S129 notice to the consumer and “delivery”

05 November 2018 ,  Meerushini Govender 3044
There are many reasons why a consumer may default in his payments to a credit provider. Notwithstanding these reasons, the credit provider must follow certain procedures to enforce the agreement.

The first step, is for the credit provider to deliver to the consumer a written notice in terms of Section 129(1)(a) of the National Credit Act 34 of 2005 (“NCA”), notifying the consumer of the default and proposals as to what the consumer may do to resolve any disputes that he/she may have with the agreement or to work out a plan for the payments due under the agreement to be brought up to date. The consumer has ten business days to respond to the credit provider once he/she has received the letter. It must be noted though, that the consumer is under no obligation to respond to the notice in terms of Section 129(1)(a) (“the S129 notice”).

The consumer must be in default with his/her payment for at least twenty business days in terms of S130(1)(a) of the NCA, before the credit provider can deliver the S129 notice to the consumer.

The consumer must further be aware that the credit provider is legally bound to deliver the notice in terms of the S129 notice to the address of the consumer that is cited on the credit agreement – the address that the consumer chose when he/she signed the agreement.
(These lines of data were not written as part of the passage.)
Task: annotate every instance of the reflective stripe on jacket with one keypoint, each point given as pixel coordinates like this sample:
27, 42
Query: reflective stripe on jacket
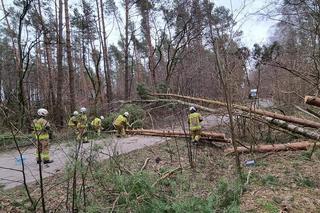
194, 120
73, 121
121, 121
40, 131
96, 122
82, 121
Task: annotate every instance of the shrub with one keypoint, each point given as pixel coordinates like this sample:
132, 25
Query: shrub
161, 88
137, 115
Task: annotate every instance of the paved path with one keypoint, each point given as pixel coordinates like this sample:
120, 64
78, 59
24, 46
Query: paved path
10, 178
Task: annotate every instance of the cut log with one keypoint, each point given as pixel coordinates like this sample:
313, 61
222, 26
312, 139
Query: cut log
312, 100
210, 136
201, 101
273, 148
295, 129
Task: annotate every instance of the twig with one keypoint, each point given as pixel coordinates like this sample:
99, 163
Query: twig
115, 203
248, 177
166, 175
145, 164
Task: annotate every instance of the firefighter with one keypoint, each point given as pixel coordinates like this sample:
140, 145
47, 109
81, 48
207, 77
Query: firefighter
121, 124
97, 125
82, 126
73, 122
194, 120
41, 132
The S129 notice, in terms of the Act, must be delivered to the consumer via registered post. The word “delivered” has been interpreted by the courts to give clarity, viz, the notice is to be dispatched to the correct post office for the address chosen by the consumer, when the credit agreement was signed, or to an adult at the location designated by the consumer, when the credit agreement was signed. Should the credit provider follow one of the above methods for delivery of the S129 notice, but the consumer failed to receive it by not collecting the notice from the post office, it would not be the fault of the credit provider and it would be deemed that the credit provider followed the “letter of the law” and would thus be within its rights to proceed with the issuing and serving of the summons.

Thus, it is not a defence for the consumer to raise that the notice was not delivered to him/her, as was explained by the Constitutional Court in the case of Kubyana v Standard Bank of South Africa Ltd, after revisiting the majority decision held by the Constitutional Court in the case of Sebola and Another v Standard Bank of South Africa Ltd and Another.

It falls upon the shoulders of the consumer to inform the credit provider, in writing, by hand or electronic mail, of any changes to his/her designated address in respect of receiving notices which defer from the credit agreement, to enable the credit provider to change the consumer’s records. Should the consumer not inform the credit provider of the new details, the credit provider will be bound to use the address as per the credit agreement and the consequence of this, is that the consumer will not receive the S129 notice, and when the ten business days have expired for the consumer to timeously give  the credit provider his intentions of how he/she wishes to deal with the default payments, the credit provider will be within its rights to proceed with the issuing and serving of the summons, incurring legal costs for the account of the consumer.

This was held in the court case of Robertson v Firstrand Bank Ltd t/a Wesbank.